A dificuldade da estimativa vem do fato das ocupações serem dinâmicas. “Isso acaba sendo mais um gargalo, [pois] não há um conhecimento exato de onde estão essas populações, esse é um dado dinâmico, [visto que] as populações migram, e é um dado que está sempre desatualizado”, explica Ricardo Baitelo, gerente de projetos no Instituto de Energia e Meio Ambiente (IEMA).

O IEMA tem um levantamento, de 2020, com  dados georreferenciados sobre onde está  localizada a população em áreas remotas sem acesso à rede elétrica. Segundo a pesquisa, chega a 990 mil o número de moradores da Amazônia Legal sem um ponto de energia.

Os excluídos

A metodologia do IEMA considerou dados sobre a infraestrutura existente dentro de áreas isoladas, onde vivem, principalmente, povos tradicionais como ribeirinhos, quilombolas, povos indígenas e extrativistas, e assentados.

A análise foi realizada em duas etapas, tendo como principais fontes de informações o SIN – Sistema Interligado Nacional (o sistema que atende a maior parte da população brasileira e conta com as maiores usinas do país, incluindo Itaipu) e os Sistemas Isolados, que são centros produtores de energia não conectados ao SIN, que se concentram na região Norte.

Os dados obtidos dos sistemas de geração e distribuição elétrica foram cruzados com estimativas da população feitas com base no Censo de 2010 e nas estimativas populacionais anuais, do IBGE.

A pesquisa coincide com os dados da Aneel e coloca o Pará como o estado que tem a maior quantidade de cidadãos nesta situação: são mais de 409 mil moradores sem uma tomada energizada por alguma companhia elétrica, ou seja, 9 Mangueirões (o maior estádio de futebol paraense) lotados em sua capacidade máxima atual.

Entretanto, o melhor retrato para comparação entre populações é uma análise proporcional.  E aí, quem assume a dianteira é o estado do Acre, que apesar de ter cinco vezes menos habitantes que o Pará nesta contagem do blecaute involuntário, tem 10% de sua população ainda sem energia.

“Eu já visitei comunidades que coincidentemente receberam acesso, há uns bons anos, por energia solar em mini redes. Então nessas comunidades a discussão era um pouco interessante, porque elas tinham muito claro que o uso do diesel não vale a pena pelo altíssimo custo, pelo barulho e também pela poluição. Essas comunidades estavam, naquele momento, começando a ter a experiência de ter energia, mas ao mesmo tempo sabendo que essa energia não era um acesso ilimitado, era um acesso ainda que tinha sido instruído pela Eletrobrás como restrito para as principais atividades. Esse é outro ponto que tem que ser endereçado: qual seria o acesso”, diz Baitelo.

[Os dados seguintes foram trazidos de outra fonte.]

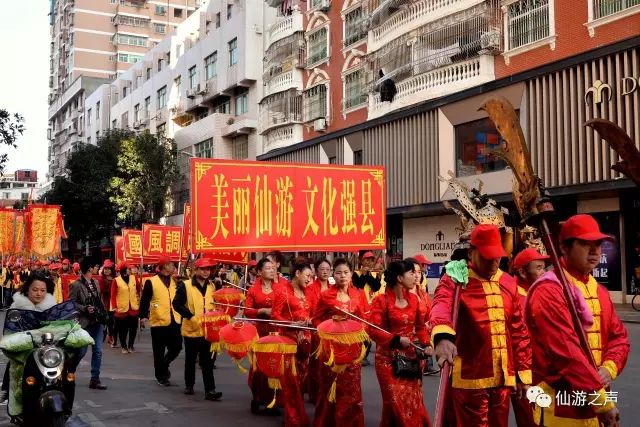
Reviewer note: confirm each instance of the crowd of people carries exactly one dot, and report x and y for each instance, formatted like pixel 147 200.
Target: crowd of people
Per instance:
pixel 512 331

Sala de aula em uma escola em Cassiana, na Reserva Medio Purus, que se beneficiou de painéis de energia solar instalados pelo World Wildlife Fund (WWF), na região, em 19 de setembro de 2017. Foto: Carl de Souza/AFP.

“Hoje, o Mais Luz Para a Amazônia e o Luz Para Todos estão garantindo o primeiro contato dessas pessoas com a energia, e posteriormente, elas vão começar a pagar essa conta de luz, mas isso não significa que a demanda reprimida vai embora e que elas poderiam estar utilizando a energia para mais fins e podendo exercer atividades produtivas”, analisa.